Jakarta (ANTARA) - Menteri Keuangan Sri Mulyani menyampaikan bahwa sistem pajak internasional harus menampung suara dari negara-negara berkembang.
​​​
“Pekerjaan untuk membangun sistem pajak yang efektif di negara-negara berkembang tidak pernah menjadi lebih penting daripada hari ini dan harus tetap menjadi fokus pada G20,” katanya saat menyampaikan sambutan pada forum G20 bertajuk Tax Symposium di Bali, Kamis.

Menkeu Sri Mulyani berpendapat kondisi dunia sekarang menjadi lebih kompleks dari sebelumnya.
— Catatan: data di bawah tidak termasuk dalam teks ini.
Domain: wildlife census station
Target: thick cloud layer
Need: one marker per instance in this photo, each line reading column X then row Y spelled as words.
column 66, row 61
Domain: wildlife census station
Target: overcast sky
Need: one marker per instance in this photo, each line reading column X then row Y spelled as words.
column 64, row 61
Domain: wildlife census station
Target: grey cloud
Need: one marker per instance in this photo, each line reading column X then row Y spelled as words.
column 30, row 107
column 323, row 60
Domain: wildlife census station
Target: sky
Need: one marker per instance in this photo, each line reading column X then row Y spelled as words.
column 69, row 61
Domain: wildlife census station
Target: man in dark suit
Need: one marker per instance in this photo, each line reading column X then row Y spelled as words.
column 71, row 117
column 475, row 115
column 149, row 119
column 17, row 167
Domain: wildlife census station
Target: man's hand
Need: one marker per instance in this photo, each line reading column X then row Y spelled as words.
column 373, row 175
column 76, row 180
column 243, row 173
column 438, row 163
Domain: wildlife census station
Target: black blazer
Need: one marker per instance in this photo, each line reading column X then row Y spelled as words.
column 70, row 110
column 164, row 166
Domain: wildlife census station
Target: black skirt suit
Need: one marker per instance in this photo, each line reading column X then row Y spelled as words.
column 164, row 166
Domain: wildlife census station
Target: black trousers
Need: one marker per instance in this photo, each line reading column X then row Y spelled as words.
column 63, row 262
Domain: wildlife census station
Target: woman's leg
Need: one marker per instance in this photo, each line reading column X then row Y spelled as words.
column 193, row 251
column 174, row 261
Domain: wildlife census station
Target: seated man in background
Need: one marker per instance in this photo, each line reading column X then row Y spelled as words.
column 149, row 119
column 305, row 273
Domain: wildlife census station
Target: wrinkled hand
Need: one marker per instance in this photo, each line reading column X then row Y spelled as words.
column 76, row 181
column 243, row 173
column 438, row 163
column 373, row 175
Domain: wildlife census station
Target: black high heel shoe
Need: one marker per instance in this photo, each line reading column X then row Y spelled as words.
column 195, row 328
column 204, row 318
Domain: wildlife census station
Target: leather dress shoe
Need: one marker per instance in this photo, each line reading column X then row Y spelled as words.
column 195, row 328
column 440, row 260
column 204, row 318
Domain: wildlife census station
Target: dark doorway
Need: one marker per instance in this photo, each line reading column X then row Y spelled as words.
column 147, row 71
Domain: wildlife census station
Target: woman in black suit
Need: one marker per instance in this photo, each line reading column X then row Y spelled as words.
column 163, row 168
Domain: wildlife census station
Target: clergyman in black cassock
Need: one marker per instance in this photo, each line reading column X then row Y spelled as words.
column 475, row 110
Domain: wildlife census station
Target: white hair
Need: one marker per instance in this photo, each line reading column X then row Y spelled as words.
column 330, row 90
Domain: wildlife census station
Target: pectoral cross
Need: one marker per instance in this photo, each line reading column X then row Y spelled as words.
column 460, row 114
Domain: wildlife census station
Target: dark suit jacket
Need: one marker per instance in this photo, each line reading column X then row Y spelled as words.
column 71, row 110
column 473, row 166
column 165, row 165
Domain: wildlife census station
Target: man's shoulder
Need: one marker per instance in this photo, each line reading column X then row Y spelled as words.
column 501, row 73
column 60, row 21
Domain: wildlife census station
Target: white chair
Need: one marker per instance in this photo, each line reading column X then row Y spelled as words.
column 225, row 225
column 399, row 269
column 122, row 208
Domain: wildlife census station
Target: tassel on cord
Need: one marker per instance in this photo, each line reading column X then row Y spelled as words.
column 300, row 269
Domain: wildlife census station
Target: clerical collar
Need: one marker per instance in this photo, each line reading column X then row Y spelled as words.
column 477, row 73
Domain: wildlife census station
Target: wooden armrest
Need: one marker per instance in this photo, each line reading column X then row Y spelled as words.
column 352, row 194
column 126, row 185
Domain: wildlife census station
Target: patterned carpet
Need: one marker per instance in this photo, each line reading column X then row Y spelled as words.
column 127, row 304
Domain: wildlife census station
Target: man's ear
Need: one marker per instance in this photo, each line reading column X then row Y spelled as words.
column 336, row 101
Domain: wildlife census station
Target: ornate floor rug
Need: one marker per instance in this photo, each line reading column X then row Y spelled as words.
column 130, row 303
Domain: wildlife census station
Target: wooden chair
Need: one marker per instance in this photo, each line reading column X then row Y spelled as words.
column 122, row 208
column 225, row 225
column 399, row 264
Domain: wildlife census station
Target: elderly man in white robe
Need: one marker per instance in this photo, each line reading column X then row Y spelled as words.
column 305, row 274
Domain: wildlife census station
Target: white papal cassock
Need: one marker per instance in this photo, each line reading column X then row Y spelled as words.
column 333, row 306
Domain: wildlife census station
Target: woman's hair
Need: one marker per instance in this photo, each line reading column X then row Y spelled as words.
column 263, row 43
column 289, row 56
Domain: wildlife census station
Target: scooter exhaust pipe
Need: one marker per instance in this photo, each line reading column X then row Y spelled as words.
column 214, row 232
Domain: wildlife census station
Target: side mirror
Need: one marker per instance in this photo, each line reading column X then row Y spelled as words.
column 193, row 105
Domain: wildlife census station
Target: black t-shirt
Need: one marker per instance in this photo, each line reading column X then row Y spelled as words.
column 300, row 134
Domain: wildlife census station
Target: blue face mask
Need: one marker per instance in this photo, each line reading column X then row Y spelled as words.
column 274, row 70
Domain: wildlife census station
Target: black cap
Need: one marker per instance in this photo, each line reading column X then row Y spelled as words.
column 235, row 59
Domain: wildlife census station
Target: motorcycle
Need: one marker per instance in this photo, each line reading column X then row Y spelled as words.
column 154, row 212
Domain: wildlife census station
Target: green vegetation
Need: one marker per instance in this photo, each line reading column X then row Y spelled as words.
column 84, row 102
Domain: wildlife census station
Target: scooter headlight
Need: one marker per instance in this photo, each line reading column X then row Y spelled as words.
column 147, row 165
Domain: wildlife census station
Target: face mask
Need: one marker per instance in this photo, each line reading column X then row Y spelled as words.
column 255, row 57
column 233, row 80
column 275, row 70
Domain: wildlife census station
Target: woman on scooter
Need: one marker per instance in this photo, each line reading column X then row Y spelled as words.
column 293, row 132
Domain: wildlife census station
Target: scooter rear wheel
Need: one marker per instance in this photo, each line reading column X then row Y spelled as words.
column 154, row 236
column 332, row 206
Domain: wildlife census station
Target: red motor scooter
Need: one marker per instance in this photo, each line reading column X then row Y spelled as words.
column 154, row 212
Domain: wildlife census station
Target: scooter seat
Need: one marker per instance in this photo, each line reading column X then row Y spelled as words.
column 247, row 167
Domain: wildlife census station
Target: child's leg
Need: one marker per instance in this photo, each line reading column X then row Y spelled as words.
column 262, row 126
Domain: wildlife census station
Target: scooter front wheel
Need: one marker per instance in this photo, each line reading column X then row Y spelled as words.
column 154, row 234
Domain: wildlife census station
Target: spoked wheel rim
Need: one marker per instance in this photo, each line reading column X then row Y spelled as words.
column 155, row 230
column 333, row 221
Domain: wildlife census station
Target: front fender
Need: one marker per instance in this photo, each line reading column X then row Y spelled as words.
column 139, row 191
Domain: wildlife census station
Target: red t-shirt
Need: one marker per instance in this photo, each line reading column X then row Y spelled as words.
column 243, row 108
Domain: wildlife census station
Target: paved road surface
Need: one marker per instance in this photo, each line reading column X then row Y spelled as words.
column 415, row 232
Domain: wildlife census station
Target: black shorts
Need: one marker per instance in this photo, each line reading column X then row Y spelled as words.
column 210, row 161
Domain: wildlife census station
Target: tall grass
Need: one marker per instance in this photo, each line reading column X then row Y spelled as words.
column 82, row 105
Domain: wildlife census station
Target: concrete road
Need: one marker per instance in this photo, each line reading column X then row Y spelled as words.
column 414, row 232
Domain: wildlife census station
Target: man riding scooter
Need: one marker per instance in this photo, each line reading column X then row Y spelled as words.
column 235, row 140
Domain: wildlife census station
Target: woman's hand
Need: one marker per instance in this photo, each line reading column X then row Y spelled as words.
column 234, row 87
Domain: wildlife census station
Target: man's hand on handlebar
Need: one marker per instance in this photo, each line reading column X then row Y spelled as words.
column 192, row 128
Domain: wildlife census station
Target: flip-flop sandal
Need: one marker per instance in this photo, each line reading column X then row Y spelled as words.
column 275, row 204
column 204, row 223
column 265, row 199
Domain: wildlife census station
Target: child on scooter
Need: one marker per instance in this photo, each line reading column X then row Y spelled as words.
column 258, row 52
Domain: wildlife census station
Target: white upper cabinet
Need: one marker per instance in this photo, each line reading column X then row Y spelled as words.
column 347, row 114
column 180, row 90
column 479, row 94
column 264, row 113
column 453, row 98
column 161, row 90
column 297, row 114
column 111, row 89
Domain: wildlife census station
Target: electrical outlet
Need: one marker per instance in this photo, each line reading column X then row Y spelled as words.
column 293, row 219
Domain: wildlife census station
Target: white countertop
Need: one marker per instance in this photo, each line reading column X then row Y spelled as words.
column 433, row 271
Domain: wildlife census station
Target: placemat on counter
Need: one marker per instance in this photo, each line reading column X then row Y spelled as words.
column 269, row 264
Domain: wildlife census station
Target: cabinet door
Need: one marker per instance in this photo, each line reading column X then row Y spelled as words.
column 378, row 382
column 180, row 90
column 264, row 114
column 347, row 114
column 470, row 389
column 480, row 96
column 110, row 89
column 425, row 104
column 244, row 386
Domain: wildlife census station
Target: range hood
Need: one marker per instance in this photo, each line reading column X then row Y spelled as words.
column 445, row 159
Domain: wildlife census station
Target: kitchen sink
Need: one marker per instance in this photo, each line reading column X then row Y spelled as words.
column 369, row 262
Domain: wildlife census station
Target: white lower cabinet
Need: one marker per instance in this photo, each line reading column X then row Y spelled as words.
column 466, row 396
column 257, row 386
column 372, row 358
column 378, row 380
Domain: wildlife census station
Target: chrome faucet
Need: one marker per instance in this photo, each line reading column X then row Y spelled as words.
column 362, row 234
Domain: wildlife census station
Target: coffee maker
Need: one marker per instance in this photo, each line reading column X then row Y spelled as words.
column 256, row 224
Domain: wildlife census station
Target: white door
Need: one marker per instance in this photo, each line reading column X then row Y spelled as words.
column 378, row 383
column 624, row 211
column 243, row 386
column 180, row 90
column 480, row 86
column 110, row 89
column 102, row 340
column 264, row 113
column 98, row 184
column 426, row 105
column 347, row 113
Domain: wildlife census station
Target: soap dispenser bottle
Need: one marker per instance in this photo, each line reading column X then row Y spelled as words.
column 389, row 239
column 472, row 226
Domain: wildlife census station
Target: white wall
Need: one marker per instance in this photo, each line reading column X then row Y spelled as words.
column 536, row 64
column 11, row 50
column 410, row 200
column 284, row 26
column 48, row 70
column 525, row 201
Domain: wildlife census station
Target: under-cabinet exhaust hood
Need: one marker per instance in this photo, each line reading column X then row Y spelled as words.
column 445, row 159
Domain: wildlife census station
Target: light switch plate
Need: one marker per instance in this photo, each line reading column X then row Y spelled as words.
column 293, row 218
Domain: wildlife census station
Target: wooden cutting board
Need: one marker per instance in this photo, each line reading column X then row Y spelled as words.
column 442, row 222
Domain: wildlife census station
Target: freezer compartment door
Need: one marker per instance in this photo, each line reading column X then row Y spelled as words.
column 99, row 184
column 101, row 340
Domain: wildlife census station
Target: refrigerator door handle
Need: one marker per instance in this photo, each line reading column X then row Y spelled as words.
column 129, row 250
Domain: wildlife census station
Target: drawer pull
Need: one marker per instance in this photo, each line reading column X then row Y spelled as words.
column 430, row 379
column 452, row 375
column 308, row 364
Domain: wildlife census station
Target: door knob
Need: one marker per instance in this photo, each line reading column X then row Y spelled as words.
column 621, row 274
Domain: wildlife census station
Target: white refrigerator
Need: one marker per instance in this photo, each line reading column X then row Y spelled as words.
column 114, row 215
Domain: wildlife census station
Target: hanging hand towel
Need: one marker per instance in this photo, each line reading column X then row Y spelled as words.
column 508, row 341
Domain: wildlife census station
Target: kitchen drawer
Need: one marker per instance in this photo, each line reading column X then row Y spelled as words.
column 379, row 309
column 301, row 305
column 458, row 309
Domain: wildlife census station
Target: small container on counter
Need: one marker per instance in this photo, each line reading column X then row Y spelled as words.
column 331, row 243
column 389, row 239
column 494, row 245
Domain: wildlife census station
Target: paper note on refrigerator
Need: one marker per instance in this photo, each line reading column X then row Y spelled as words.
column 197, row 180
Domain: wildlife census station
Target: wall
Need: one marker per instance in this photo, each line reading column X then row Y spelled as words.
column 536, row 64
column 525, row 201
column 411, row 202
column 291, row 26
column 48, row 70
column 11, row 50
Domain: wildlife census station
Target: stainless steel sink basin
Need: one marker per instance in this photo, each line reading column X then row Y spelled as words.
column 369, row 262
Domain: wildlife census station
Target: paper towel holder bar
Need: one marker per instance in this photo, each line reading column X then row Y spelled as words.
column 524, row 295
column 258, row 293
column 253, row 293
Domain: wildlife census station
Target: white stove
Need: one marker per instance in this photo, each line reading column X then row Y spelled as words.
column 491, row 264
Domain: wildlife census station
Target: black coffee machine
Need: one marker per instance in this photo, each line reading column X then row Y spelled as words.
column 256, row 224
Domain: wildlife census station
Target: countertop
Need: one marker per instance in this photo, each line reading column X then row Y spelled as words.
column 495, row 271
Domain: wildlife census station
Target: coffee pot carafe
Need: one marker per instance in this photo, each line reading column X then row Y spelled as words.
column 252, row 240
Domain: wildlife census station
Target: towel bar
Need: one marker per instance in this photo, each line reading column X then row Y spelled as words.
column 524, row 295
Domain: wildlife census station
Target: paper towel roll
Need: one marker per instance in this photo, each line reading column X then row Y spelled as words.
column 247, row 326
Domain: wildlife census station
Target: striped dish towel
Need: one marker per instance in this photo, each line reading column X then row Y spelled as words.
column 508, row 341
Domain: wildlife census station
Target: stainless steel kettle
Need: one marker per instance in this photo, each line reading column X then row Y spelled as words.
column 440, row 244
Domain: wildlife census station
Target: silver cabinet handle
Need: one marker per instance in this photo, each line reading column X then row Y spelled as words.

Dunia menjadi lebih hyperconnected dan berubah sangat cepat, melibatkan model bisnis, serta perubahan kebiasaan konsumen.

Sehingga, arsitektur pajak internasional harus dimodifikasi agar bisa menanggapi perkembangan baru dan perubahan tersebut membutuhkan kesepakatan global untuk dapat bekerja sepenuhnya.

“Ini termasuk tindakan bersama dalam menjaga keadilan dan keadilan dari sistem itu sendiri. Tanpa konsensus solusi di tingkat global terdapat risiko dispute perpajakan dan perdagangan, mengurangi kepastian perpajakan dan investasi,” jelasnya.

Baca juga: Menkeu terbitkan obligasi hijau senilai 4,8 miliar dolar AS sejak 2018

Negara-negara anggota G20 dan G20-OECD BEPS Inclusive Framework telah berkomitmen untuk meningkatkan partisipasi negara berkembang untuk merancang dan mengimplementasikan standar perpajakan internasional.

Adanya struktur perekonomian, finansial, teknikal yang berbeda serta pembatasan data, membuat negara-negara berkembang menghadapi tantangan yang lebih berat dalam mengimplementasikan standar perpajakan internasional dibandingkan dengan negara-negara maju. Bahkan diperkirakan bahwa negara-negara berkembang mengalami pengurangan revenue yang lebih besar dalam cross border tax evation.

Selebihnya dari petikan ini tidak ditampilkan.